Feb 28, 2010 23:53
I went to bed twenty minutes ago, but I cannot sleep. The Vancouver 2010 Olympic Winter Games have just ended. My post-Olympic depression has already set in. The past two weeks of my life have seemingly been devoted to these games. I've been glued to my TV and to my laptop, checking on scores and stats, watching sports, cheering on athletes who have now become household names. I feel like I'm saying good-bye to friends that I will probably never see again, or at least not for another four years. Having the Olympics in Canada has been very magical. Our Canadian pride as a nation has really been shining, and I hope these Olympics have shown us how to be patriotic so we can keep it up. Seeing the flag, hearing our anthem, it has all been so great. I am tearing up at the thought of letting it all go.
Today, on TV, they've played and replayed special moments from the games: gold medal wins, excited family and fans, unforgettable Olympic moments. The "I Believe" song must have been played twenty times today, and each time, I teared up. I've been a blubbery mess all day. I do not want to let these Olympics go. Calvin made a good analogy this evening; he said that tomorrow is going to be kind of like when we put away all the Christmas decorations. We're sad to see it all come down and know that Christmas is over. When regular TV comes back on, I'm going to be sad to see the Olympics are really over and done with. I've never felt this connected to the Winter Games before. I've always been an Olympic fan and have followed the games when they were on, but never this religiously. This year was so different, and I'm sure it has to do with the Games being on home turf. I'm not sure if the next Olympics will be as exciting and memorable. But I know these one's have been ones for the record books, in so many ways.
Before attempting to call it a night for a second time, I have to put down my key memorable Olympic moments from the past 16 days. This is how the Olympics have touched my life personally. Here are the moments I enjoyed the most, in my own life, during the run of the 2010 Games, in no particular order:
-Watching the Olympic flame go through our city (and not knowing, at the time, how much it was going to affect our lives).
-Having friends over for the Opening Ceremonies.
-Relaxing on the couch on that first full day and catching Alex Bilodeau win our first ever gold medal on home soil, and becoming instantly hooked.
-Grabbing our plates off the kitchen table, twice, to watch speed skaters win us some medals.
-Stopping a card game to watch the short track men win fourth place.
-Staying up past midnight to see Virtue and Moir skate their gold medal winning performance and get their medals.

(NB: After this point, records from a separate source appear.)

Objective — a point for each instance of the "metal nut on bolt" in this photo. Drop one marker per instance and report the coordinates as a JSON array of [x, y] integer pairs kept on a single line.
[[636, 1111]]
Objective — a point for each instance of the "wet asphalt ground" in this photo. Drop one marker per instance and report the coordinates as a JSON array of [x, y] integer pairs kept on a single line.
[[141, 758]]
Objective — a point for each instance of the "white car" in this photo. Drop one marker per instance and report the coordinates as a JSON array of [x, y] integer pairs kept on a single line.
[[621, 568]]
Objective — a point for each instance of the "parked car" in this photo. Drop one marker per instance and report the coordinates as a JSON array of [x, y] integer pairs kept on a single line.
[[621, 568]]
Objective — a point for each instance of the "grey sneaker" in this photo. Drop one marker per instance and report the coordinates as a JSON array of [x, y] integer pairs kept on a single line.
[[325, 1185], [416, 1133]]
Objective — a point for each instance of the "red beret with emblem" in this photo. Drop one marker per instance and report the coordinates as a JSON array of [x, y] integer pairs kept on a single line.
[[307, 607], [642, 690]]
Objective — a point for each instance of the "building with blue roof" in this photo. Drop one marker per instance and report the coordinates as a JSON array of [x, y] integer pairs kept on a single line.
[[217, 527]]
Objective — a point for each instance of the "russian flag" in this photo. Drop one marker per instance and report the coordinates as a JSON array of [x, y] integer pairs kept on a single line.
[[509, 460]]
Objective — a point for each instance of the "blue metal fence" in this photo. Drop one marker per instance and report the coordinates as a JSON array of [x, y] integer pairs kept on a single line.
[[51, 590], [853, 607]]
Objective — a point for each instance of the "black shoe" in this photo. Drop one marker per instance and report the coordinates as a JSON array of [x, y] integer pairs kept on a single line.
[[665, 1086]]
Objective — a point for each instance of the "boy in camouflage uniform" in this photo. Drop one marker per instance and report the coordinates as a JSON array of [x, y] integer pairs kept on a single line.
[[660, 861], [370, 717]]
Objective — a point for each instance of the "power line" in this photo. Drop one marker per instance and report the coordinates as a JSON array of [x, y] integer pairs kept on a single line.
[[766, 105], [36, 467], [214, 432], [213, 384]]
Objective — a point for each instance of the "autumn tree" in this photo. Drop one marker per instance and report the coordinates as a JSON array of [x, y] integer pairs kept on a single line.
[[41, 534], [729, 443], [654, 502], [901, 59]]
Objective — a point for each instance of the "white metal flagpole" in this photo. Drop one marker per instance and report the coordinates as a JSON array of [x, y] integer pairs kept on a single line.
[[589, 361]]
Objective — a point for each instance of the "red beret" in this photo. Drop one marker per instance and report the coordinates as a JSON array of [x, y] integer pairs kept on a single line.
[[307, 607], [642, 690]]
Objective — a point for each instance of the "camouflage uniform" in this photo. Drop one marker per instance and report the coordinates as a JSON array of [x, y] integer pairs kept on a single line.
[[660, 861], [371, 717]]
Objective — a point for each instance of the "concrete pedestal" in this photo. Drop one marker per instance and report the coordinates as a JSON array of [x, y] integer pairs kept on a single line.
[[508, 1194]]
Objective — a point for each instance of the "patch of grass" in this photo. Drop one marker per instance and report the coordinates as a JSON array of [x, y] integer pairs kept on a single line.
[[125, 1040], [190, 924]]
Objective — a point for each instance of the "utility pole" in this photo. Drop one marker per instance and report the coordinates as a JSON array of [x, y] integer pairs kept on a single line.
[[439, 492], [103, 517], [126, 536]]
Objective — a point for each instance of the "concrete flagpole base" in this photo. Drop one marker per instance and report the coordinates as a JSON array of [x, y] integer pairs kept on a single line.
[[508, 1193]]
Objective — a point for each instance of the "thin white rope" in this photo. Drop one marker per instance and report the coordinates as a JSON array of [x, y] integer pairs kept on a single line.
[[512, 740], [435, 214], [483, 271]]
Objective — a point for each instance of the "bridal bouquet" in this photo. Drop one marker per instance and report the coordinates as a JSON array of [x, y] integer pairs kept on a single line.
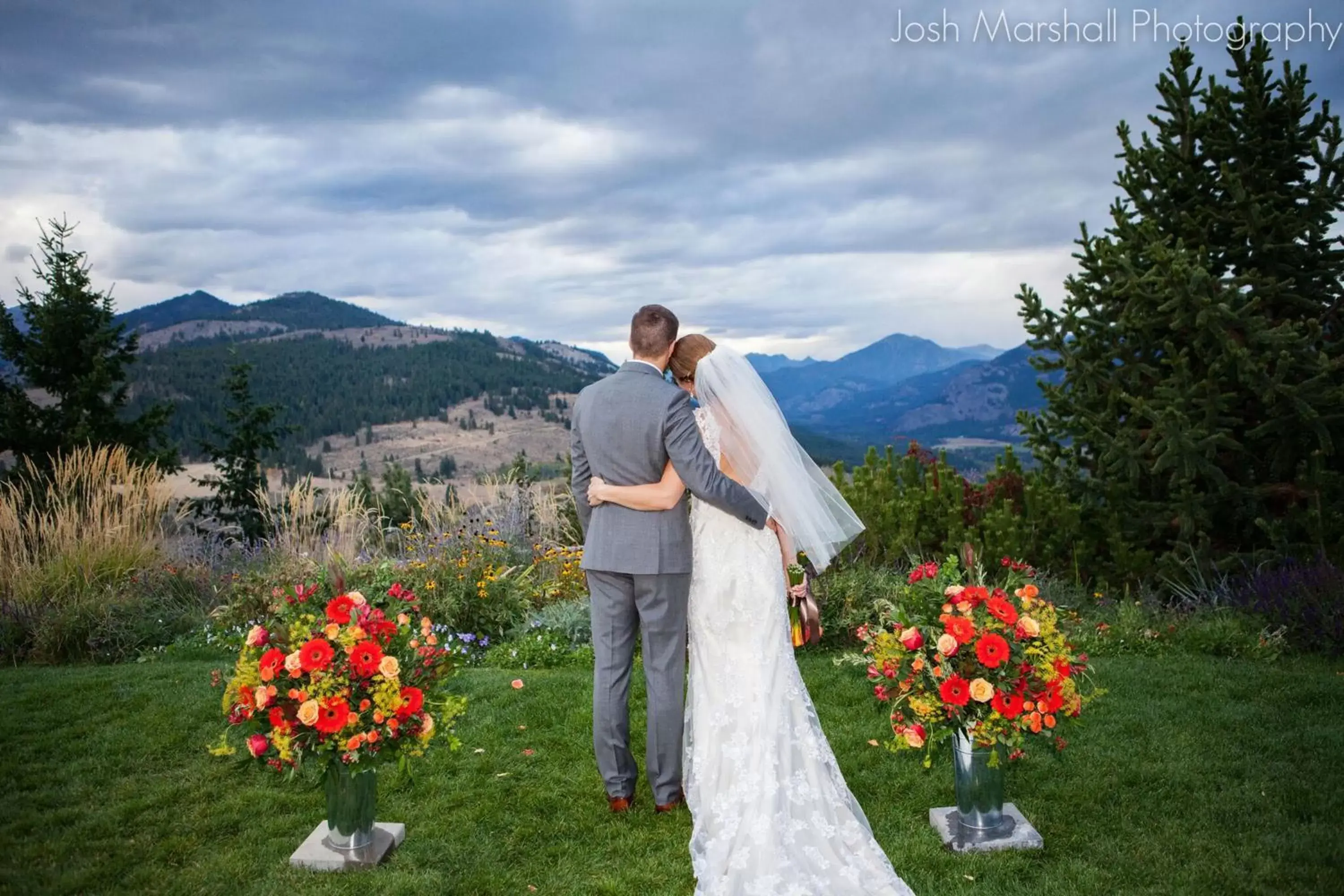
[[340, 677], [983, 657]]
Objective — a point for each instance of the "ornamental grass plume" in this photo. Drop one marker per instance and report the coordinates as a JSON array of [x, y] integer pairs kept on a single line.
[[89, 523]]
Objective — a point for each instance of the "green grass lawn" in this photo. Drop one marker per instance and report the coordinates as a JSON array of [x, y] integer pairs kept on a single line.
[[1193, 775]]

-Watching the women's gold medal hockey game in Toronto: first two periods in a sports bar and last period in our hotel room, overlooking the CN Tower.
-Cheering for hockey, something I haven't done since my Maple Leaf loving days back in elementary school. And doing it over, and over, and over.
-Watching curling on weekdays when I wasn't working and sending Calvin text messages to inform him of the score while he was at work.
-Watching the gold medal game of men's hockey with Shawn and Jenn.
-Spending Wonderful Women Wednesday with my husband, jumping up and down and screaming wildly as we won medal after medal after medal in the span of only a couple of hours.
-Watching Kevin Martin's rink win gold while playing Scrabble with my husband.
-Seeing Joannie Rochette's bronze winning performance while lying in a king-size bed at the Toronto Regency Hyatt.
-Waking up to the Olympic Morning commentators every day and enjoying their antics, their stories and their highlights and recaps. It was a true pleasure.
-Crying every time I saw an "I Believe" montage.
-Being so very stressed for the athletes when they were so close to winning medals. Sitting on the edge of my couch, covering my mouth or my eyes and freaking out until the game was over and the medal was inevitably won (though, sometimes, it was lost).
There are so many more that I'm sure I have forgotten. These past two weeks have really been one event after another. It has been a wonderful ride. I'm so very sad to see it end. I really don't know what I'm going to do with myself tomorrow. I cannot imagine going back to real TV ever again. I miss the sports already.